Of the two John Luther Adams pieces, ’Drums of Winter’ worked the best. Unlike anything I’ve heard from him before it was short and punchy, the polyrhythms of four pounding drummers. It could have been played to a rock audience and got a similarly euphoric reception.

While ’songbird songs’ did seem a regressive step in imitating birdsong. Nature can be an endless source of inspiration to art, but art imitative of nature is always going to be merely constrained.

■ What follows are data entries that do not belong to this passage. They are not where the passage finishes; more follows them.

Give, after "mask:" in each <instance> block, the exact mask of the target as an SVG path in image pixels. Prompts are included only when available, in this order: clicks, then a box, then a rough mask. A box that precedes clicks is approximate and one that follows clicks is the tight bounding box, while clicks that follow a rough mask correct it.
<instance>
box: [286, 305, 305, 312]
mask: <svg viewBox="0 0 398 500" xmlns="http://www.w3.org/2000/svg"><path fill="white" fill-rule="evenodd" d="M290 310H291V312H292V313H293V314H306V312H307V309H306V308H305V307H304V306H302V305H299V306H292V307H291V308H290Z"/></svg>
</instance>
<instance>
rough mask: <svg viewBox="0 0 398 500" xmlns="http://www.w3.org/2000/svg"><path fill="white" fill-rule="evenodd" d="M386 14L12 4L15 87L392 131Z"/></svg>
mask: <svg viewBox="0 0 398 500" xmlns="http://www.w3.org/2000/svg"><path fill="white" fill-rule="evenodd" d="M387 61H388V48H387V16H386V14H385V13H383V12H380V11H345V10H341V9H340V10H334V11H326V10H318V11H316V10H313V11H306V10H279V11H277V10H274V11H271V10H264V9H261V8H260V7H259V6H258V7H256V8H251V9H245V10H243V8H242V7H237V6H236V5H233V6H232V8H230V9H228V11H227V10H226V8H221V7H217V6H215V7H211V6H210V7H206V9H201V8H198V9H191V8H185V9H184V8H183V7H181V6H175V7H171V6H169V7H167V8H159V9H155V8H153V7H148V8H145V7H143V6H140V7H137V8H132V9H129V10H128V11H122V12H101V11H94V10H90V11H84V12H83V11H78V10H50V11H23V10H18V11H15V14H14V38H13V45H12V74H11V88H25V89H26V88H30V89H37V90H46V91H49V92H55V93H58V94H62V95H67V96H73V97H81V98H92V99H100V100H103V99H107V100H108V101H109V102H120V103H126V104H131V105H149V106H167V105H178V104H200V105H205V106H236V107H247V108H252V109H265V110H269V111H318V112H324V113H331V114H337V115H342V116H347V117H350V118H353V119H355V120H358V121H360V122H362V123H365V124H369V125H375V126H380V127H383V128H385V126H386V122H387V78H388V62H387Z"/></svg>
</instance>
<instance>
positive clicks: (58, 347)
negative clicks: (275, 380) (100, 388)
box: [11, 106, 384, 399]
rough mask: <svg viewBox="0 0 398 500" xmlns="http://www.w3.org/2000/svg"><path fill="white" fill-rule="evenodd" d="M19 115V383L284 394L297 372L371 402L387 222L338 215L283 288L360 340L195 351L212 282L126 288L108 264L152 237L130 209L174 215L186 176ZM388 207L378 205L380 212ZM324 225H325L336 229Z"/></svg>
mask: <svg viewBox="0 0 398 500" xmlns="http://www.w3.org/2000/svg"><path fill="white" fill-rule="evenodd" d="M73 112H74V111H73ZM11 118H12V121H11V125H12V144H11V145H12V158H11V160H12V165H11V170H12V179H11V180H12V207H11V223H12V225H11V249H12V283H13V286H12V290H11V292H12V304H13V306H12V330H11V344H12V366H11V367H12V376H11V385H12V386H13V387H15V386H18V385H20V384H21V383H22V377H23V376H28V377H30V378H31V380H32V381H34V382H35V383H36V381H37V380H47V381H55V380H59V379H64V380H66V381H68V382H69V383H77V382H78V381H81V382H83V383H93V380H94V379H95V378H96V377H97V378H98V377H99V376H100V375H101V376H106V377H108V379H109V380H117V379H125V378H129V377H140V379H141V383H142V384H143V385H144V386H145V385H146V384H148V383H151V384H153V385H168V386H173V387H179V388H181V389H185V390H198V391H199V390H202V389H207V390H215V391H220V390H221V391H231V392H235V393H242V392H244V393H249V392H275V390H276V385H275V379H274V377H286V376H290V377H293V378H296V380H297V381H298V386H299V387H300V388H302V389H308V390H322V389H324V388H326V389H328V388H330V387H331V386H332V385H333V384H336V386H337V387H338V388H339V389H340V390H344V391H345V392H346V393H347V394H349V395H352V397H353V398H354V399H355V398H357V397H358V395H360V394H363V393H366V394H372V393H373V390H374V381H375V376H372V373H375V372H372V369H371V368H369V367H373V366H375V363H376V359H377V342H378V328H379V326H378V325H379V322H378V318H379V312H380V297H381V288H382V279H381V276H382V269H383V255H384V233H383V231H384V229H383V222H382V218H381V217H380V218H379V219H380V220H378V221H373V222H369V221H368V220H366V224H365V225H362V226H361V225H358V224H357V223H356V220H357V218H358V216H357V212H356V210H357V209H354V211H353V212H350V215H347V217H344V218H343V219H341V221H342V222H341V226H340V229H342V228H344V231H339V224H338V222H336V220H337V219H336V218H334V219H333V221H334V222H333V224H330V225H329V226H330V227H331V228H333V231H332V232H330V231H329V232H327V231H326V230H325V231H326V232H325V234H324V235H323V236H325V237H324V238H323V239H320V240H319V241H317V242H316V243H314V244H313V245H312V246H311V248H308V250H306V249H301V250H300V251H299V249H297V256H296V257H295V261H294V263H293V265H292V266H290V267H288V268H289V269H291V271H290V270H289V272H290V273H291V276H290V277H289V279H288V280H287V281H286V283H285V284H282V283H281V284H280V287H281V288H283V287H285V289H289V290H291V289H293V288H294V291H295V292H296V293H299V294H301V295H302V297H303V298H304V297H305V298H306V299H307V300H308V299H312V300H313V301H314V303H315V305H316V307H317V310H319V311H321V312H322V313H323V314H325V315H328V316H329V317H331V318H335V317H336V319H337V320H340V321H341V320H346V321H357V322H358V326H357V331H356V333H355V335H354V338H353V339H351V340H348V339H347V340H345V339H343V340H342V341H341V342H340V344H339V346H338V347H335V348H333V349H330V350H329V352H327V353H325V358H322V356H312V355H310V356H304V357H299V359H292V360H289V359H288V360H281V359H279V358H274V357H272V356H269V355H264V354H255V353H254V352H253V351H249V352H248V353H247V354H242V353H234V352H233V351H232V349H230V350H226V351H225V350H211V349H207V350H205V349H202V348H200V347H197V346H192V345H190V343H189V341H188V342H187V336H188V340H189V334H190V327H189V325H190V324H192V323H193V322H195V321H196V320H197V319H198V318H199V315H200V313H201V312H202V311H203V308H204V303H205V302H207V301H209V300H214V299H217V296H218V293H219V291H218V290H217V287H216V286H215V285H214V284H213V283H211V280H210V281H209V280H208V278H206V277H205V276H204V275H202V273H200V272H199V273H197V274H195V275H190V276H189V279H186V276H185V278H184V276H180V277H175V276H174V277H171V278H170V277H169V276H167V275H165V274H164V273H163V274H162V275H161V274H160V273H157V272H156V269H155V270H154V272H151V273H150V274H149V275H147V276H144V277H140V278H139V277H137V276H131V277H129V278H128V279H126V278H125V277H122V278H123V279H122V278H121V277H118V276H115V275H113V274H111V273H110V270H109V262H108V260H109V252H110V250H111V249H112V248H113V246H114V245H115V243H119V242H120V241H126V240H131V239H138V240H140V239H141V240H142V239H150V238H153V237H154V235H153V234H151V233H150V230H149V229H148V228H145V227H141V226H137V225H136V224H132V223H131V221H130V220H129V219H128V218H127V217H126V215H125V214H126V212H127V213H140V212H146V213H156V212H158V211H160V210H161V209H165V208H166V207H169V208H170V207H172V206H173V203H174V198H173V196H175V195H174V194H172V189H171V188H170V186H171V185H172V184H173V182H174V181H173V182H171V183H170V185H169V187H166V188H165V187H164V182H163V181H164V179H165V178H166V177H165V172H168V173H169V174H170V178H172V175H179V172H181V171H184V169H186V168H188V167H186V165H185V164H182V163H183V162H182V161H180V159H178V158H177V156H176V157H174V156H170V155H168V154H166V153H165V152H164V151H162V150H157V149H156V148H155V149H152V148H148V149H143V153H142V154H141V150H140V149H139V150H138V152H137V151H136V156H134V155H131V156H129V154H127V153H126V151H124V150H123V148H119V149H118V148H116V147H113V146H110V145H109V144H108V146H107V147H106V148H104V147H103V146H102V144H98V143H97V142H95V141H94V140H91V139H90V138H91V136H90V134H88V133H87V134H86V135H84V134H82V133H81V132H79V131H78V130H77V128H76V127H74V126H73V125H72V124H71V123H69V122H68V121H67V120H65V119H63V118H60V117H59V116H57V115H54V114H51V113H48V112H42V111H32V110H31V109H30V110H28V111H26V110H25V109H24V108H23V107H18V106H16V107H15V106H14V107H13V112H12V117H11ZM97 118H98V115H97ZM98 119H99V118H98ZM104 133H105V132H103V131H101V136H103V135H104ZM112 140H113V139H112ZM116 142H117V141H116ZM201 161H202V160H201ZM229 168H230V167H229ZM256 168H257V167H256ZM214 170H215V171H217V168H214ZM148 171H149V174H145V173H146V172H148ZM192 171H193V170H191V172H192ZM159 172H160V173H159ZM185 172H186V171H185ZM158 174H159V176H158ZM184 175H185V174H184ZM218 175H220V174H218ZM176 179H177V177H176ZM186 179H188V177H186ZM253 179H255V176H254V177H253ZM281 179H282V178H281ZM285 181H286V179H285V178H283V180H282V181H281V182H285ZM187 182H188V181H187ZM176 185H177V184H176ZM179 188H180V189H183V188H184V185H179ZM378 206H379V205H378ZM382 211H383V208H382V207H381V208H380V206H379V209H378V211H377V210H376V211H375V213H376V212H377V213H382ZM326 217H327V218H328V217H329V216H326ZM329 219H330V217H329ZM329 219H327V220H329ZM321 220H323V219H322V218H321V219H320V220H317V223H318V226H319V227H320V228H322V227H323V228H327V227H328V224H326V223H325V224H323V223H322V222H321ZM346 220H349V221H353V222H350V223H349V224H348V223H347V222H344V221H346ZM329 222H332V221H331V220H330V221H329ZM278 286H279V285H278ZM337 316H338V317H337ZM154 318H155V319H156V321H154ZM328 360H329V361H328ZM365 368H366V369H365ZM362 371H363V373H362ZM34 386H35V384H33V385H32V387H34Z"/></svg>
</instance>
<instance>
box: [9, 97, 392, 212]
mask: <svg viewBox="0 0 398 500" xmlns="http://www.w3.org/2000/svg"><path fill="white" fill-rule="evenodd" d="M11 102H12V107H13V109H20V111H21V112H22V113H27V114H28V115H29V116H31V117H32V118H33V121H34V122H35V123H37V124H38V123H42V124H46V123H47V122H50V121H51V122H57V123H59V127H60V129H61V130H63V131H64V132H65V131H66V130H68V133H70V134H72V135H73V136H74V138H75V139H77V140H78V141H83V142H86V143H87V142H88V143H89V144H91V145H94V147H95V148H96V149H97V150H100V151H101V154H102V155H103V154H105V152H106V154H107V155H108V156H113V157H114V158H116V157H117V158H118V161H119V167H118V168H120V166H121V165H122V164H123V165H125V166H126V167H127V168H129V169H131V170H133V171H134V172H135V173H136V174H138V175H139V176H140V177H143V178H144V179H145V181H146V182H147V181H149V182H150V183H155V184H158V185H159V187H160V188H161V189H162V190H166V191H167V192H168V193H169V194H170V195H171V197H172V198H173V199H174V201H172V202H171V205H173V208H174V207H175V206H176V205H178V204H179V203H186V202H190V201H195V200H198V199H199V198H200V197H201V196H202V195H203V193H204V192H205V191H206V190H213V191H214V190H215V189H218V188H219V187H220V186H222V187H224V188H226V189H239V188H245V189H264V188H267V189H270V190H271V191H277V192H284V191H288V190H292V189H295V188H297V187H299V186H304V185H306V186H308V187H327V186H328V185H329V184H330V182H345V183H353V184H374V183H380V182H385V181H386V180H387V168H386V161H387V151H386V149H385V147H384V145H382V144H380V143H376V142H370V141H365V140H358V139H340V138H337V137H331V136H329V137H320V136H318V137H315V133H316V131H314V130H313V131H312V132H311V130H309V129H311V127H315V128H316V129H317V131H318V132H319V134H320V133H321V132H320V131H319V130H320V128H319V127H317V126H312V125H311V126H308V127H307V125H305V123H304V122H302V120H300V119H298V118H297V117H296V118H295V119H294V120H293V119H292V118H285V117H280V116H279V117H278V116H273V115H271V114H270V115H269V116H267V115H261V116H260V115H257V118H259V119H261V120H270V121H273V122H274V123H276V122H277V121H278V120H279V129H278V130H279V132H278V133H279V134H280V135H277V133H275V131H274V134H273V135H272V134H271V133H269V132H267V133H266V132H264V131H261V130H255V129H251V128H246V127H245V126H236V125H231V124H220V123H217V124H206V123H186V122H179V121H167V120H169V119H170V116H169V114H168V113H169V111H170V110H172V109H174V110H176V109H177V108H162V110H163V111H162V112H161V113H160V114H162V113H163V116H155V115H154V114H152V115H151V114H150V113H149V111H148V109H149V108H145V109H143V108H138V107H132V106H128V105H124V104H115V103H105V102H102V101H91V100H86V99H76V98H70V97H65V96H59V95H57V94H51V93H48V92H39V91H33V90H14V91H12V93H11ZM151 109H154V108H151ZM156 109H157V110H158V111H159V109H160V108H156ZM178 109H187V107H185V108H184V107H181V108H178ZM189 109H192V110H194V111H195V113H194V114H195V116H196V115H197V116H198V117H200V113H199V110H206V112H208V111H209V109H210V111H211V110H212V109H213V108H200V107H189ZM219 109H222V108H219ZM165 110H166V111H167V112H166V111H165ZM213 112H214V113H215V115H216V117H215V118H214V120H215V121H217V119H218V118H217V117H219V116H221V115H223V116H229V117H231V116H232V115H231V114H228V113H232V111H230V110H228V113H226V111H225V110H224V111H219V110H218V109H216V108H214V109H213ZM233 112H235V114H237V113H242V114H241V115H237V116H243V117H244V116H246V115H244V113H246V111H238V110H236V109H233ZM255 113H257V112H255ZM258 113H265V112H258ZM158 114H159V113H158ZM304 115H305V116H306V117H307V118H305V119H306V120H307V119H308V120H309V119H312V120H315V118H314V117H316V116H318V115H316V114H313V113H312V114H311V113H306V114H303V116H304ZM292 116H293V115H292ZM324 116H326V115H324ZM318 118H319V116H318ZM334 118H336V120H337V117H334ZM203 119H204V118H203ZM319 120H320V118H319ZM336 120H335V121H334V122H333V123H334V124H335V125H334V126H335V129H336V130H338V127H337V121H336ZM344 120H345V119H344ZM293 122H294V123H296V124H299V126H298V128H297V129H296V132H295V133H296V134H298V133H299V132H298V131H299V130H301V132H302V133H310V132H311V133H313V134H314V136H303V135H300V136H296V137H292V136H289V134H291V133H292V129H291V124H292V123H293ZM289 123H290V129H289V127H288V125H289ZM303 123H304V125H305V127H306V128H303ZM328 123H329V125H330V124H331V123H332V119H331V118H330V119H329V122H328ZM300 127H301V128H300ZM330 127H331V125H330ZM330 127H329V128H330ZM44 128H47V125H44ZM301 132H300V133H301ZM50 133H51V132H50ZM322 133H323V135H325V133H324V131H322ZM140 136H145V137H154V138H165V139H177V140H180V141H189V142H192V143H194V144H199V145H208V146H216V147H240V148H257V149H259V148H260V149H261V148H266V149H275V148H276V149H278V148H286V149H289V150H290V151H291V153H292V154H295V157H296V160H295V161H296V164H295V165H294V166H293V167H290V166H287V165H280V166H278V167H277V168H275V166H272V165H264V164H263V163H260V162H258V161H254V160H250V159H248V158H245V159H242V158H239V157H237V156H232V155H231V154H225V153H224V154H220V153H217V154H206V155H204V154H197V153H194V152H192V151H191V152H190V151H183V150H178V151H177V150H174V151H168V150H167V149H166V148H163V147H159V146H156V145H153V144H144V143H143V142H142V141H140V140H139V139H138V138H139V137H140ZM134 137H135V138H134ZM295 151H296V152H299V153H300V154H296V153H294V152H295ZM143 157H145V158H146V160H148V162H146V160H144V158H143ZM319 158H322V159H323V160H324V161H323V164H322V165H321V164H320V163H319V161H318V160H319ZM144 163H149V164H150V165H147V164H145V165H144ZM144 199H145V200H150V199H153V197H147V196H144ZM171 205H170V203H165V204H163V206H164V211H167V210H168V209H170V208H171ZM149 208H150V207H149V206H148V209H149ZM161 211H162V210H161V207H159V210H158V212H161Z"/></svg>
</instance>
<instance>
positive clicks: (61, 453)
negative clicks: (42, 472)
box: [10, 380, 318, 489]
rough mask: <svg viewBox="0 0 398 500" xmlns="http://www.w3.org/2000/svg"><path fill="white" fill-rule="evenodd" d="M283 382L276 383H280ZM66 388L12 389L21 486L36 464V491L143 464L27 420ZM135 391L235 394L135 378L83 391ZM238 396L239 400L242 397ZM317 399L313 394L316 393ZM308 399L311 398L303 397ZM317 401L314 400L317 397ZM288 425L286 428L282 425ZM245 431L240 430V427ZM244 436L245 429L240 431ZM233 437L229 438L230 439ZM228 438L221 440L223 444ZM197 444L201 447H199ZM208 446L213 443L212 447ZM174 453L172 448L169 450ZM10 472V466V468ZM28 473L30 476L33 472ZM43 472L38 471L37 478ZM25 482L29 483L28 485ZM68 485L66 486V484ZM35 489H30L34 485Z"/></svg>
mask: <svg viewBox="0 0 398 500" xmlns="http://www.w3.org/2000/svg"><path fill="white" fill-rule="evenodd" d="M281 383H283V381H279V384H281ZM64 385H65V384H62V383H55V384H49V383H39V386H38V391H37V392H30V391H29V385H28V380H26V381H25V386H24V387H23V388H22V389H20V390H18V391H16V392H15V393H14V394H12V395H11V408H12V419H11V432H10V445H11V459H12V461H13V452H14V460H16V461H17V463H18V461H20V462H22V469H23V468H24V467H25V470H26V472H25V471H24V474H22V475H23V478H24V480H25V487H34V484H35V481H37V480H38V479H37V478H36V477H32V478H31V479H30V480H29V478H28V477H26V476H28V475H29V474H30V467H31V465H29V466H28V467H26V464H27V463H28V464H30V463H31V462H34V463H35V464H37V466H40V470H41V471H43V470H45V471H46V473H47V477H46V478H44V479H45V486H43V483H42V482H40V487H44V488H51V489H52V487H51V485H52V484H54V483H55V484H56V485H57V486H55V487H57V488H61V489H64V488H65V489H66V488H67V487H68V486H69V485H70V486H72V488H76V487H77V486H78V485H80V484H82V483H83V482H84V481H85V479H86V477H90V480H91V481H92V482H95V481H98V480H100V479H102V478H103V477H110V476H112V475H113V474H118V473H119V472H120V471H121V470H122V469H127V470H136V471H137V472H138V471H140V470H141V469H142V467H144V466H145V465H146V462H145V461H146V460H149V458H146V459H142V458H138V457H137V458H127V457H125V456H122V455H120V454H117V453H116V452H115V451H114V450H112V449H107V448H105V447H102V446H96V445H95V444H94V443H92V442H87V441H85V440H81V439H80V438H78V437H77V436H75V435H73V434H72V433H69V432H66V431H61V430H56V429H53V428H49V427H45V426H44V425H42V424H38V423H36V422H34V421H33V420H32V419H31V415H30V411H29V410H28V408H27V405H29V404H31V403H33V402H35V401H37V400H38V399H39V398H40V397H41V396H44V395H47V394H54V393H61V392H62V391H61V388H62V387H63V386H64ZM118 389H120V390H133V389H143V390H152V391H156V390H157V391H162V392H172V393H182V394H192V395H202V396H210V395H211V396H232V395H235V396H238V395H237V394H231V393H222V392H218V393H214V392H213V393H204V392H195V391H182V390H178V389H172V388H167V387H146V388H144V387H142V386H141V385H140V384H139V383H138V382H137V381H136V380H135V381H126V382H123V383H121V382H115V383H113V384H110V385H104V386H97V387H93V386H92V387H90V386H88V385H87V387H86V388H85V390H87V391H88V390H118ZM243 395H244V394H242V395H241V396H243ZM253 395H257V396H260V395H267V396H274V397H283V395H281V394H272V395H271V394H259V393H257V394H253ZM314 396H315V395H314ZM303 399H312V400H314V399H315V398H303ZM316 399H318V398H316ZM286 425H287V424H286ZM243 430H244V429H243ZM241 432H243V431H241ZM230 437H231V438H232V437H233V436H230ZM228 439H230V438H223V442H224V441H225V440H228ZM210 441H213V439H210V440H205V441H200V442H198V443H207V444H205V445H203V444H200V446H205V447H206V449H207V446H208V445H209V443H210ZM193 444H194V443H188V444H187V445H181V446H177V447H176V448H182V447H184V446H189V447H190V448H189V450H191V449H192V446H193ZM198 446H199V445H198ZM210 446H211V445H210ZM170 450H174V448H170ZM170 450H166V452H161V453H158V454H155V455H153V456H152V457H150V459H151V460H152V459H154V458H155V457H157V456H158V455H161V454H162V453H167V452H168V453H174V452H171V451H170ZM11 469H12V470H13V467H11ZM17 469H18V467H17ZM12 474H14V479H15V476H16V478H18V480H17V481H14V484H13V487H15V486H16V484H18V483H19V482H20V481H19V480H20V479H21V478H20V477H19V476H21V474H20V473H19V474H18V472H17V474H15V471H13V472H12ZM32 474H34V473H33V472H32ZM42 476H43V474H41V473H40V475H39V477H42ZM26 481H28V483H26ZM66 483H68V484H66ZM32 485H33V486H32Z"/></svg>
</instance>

Some did work better than others, particularly ’mouring dove’ with its eerie Ocarinas.

’Cantus Articus: Concerto For Birds and Orchestra’, by Einjuham Rautavaara completed the night. As all that might suggest, the composer’s from Cleethorpes. Only kidding, its Finland. It tackled the bird song question more elegantly by playing back recordings over the music. Which confirmed the sheer strangeness of them, perhaps emphasised by being out of context. 

Musically, it was the most ‘classical’ work of the programme. I suspect when people used that word they really mean Romantic. And I was to read afterwards Rautavaara has been described as Neo-Romantic. At times my somewhat inexpert ears were reminded of Stravinski. But it had the sublime sense of the otherworldly that the best Romantic music has. There were points where the bird song enveloped the music, like a flock of feathers had somehow blown in the venue, and others where the two essentially met in the middle.

Psst! Brighton Philharmonic! Still three more seasons to go!